At SeedLegals, founders regularly ask us about expanding their business into America – if and when to start up in the US, how to register a business in the States, the contracts you need, how to hire people in the US, how to give share options to workers abroad, and more.

To answer all these questions, and to highlight some of the pitfalls for UK businesses when they expand to the US, we ran a webinar with Daniel Glazer of Wilson Sonsini, the international American law firm that specialises in advising high-growth technology companies from corporate formation to IPO/M&A exit and beyond.

In this post, we’ve summarised the essential information for founders considering expanding into and hiring in the United States. You can view the full-length webinar video below.

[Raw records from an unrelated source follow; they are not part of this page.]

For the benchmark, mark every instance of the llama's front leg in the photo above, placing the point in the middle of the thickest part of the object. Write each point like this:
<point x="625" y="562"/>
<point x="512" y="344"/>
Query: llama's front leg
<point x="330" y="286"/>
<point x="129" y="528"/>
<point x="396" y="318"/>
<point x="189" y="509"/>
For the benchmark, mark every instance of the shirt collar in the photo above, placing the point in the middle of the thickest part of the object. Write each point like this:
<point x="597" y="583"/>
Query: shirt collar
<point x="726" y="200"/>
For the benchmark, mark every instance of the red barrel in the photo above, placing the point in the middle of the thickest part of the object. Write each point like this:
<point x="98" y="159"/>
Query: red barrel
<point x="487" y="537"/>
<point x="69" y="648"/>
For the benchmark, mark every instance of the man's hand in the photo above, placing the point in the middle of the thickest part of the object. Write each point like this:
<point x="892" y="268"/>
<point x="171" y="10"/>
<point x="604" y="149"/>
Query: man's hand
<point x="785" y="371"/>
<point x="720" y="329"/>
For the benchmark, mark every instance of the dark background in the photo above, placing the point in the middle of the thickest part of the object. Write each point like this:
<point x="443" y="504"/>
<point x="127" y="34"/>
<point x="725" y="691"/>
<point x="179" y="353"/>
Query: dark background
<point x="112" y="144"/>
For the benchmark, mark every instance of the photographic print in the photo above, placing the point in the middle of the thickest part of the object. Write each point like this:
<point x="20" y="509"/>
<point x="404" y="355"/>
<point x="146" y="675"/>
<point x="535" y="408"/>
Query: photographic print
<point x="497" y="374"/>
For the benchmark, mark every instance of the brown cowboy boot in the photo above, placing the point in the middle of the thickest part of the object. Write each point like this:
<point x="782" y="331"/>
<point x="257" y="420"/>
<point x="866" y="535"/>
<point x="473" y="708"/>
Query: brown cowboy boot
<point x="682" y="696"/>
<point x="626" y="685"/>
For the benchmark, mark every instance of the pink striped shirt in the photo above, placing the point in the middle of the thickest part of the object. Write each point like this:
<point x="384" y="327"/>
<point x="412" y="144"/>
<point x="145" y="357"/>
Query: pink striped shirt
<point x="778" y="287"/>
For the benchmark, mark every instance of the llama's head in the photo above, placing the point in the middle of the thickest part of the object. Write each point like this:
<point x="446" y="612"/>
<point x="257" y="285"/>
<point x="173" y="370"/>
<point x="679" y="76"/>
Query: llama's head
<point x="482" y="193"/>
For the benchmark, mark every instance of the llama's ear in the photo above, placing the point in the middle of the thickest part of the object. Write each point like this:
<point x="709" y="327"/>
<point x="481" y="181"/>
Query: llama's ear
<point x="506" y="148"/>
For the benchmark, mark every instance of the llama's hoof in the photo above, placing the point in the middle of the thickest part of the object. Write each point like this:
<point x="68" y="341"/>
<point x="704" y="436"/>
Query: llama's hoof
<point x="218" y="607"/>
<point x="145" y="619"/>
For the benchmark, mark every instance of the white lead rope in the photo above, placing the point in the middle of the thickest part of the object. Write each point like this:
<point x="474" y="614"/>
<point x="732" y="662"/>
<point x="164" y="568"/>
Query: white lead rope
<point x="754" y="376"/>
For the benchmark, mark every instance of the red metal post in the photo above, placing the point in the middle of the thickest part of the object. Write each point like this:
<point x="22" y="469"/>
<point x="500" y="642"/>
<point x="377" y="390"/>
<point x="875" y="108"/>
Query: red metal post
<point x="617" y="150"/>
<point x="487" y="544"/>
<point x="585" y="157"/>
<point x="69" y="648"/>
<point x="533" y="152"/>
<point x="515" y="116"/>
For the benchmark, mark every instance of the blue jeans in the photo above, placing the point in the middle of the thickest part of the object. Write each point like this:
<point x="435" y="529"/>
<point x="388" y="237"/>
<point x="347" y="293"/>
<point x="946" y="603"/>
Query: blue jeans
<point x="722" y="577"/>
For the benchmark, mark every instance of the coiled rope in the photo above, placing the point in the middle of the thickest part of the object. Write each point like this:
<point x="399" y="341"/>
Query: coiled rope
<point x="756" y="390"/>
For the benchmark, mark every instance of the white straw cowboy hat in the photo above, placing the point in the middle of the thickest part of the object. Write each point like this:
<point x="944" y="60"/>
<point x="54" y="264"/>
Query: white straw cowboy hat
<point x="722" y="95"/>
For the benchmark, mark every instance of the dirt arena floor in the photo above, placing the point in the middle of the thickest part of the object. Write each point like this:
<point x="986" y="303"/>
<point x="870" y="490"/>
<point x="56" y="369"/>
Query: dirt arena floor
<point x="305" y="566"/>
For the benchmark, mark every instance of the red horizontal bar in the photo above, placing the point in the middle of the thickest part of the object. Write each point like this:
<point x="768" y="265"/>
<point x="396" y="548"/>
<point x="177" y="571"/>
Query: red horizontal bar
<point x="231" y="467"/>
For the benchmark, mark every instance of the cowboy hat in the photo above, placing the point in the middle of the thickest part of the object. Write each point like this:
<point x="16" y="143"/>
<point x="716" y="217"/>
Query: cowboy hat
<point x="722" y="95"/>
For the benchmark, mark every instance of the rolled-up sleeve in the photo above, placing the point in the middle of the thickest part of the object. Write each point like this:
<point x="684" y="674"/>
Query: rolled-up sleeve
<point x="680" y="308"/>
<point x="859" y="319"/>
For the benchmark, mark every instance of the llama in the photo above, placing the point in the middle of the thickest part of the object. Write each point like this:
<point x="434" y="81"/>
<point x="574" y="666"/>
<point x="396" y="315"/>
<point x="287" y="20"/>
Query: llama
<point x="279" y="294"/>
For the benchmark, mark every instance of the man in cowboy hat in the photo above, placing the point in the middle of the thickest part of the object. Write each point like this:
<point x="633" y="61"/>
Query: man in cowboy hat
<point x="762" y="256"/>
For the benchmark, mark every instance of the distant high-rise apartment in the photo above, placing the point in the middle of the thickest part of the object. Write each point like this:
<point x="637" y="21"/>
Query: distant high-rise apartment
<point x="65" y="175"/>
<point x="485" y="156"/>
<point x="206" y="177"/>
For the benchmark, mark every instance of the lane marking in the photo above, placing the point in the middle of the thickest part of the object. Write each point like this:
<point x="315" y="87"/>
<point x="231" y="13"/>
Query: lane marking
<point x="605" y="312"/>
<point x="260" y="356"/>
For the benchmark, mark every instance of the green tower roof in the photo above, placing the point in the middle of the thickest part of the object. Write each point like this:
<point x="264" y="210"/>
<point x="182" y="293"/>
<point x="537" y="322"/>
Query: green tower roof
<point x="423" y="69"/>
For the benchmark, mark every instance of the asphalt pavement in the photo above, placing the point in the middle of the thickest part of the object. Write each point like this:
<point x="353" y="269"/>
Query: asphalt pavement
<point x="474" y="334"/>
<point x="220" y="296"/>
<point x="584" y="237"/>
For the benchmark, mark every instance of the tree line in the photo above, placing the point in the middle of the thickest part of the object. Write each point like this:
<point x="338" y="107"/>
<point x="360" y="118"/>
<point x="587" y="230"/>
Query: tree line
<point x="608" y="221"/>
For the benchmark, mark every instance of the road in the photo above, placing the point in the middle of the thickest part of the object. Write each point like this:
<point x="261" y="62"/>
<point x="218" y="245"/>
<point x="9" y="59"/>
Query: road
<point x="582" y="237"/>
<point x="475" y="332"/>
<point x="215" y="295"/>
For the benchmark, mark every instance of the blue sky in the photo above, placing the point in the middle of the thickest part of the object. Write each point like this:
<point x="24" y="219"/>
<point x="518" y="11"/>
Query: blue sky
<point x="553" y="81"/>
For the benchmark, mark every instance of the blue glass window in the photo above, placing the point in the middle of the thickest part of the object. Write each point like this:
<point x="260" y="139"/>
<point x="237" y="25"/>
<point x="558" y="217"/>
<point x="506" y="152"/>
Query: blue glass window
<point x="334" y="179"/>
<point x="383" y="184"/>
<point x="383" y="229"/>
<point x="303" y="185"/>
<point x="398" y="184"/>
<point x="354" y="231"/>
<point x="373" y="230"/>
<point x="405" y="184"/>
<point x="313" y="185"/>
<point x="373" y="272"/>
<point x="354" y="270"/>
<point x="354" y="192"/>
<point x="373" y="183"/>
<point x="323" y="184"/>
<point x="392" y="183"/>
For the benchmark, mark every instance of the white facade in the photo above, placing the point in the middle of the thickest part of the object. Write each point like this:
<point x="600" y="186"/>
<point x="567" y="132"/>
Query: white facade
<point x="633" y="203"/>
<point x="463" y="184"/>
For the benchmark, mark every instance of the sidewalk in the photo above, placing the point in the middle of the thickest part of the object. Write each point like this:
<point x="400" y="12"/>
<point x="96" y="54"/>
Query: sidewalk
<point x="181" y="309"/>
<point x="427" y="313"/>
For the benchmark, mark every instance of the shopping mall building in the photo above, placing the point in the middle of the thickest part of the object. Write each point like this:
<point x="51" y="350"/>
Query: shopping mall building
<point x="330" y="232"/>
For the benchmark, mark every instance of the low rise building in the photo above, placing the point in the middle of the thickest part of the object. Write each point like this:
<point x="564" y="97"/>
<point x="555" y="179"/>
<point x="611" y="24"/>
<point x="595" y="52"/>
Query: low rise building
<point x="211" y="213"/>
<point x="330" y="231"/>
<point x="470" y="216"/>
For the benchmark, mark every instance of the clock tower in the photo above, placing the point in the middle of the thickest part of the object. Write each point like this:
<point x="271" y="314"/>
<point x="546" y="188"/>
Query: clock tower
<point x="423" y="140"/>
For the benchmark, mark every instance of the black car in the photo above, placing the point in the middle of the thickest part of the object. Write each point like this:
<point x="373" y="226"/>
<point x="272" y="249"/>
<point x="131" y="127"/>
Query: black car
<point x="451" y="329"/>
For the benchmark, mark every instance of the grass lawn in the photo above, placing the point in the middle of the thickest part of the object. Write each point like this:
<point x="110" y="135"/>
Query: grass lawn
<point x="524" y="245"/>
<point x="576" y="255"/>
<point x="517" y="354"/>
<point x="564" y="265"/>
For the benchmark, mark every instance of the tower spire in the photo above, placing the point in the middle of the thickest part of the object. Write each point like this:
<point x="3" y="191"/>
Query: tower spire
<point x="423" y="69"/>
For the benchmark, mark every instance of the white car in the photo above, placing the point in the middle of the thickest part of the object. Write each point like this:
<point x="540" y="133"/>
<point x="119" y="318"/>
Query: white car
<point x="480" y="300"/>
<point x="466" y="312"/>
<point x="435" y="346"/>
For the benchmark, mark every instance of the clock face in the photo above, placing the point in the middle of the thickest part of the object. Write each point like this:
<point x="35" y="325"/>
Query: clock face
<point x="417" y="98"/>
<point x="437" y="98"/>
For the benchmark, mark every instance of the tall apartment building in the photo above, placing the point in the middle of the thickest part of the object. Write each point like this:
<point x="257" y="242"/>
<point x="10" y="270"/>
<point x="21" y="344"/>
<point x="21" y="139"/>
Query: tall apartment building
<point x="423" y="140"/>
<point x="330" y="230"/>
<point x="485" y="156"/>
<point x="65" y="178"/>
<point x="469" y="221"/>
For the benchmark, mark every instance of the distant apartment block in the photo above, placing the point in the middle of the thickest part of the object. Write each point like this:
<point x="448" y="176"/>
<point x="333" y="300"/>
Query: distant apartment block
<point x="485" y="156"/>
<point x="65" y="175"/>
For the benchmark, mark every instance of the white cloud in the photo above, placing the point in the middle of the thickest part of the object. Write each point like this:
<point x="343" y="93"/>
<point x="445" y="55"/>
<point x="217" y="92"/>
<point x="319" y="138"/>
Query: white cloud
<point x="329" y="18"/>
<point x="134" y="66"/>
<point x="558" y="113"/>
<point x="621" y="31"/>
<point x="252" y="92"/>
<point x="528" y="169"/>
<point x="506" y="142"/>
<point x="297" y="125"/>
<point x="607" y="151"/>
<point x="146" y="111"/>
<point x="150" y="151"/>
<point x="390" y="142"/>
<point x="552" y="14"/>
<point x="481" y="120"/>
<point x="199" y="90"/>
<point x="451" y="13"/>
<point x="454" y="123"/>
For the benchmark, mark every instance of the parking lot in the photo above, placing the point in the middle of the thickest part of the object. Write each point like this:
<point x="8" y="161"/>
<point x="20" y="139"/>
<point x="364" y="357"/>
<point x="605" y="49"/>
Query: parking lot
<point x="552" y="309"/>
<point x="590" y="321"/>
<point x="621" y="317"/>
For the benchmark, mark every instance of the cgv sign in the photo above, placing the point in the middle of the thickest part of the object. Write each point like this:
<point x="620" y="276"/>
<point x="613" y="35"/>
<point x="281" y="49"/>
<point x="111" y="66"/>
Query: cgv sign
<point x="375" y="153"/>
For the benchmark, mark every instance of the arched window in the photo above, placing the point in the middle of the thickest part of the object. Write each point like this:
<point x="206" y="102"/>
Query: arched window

Thinking about raising investment from US investors?
Head over to our other post, How to raise investment in the USA: guide for UK startups

Go to the US either early or late

After decades of working with startups, Daniel Glazer and his team observe that UK startups are most successful in their move into the US when they go either early or late. Daniel recommends you get it right in the UK or in the US before you attempt to expand in America:

  • Move into the US early
    If you decide that the USA is the big opportunity for your products or services, then you might decide to move into the US early. Typically, companies who go early move the management team to the US and leave ‘back office’ functions (HR, IT, Finance etc) in the UK. The company becomes a transatlantic US-facing business: the team optimises the products for the US market, raises with US investors and scales from there.
  • Move into the US late
    Wilson Sonsini finds it’s becoming more common for UK companies to move into the US late. Let’s say you raise a Seed or Series A in the UK and build products initially for the UK or European market. Then, around Series A, you find you get pulled into the US by customer traction or growth. You’ll be selling remotely and your management will be travelling frequently as demand grows for an Americanised version of what you’ve already built in the UK. Eventually, it makes sense to set up the structure in the US to Americanise your company properly.
  • Go ‘in the middle’
    If you don’t have product-market fit in the UK or the US, then trying to scale simultaneously in both countries is very difficult.

 

Don’t ‘work’ in the US without a visa

Thinking about organising a recce to the US? Or having a few meetings while taking a holiday in the States? Remember, to be allowed to work in the US, you need a visa proving your right to work there.

But the definition of ‘work’ is somewhat fuzzy. For example, you can have meetings, attend conferences, pitch for investment, do some reconnaissance and so on. But a few days of working on your laptop or hanging out in a café while doing some coding could be considered ‘work’ for which a proper visa is required.

To be certain you stay on the right side of the law, speak to a US immigration specialist. If you’re discovered working illegally in the US, you could delay your plans by being ‘blacklisted’ – prevented from entering the US for a while.

Daniel Glazer Wilson Sonsini

When you arrive in the USA, watch out for carefully worded questions at the immigration checkpoint. An officer might ask you, ‘How many days are you planning to work here?’ If you’re simply attending a conference or similar, make sure you say that and clarify that you aren’t planning to work in the US.

Daniel Glazer

London Office Managing Partner,

Wilson Sonsini

Make sure US contractors aren’t ‘employees’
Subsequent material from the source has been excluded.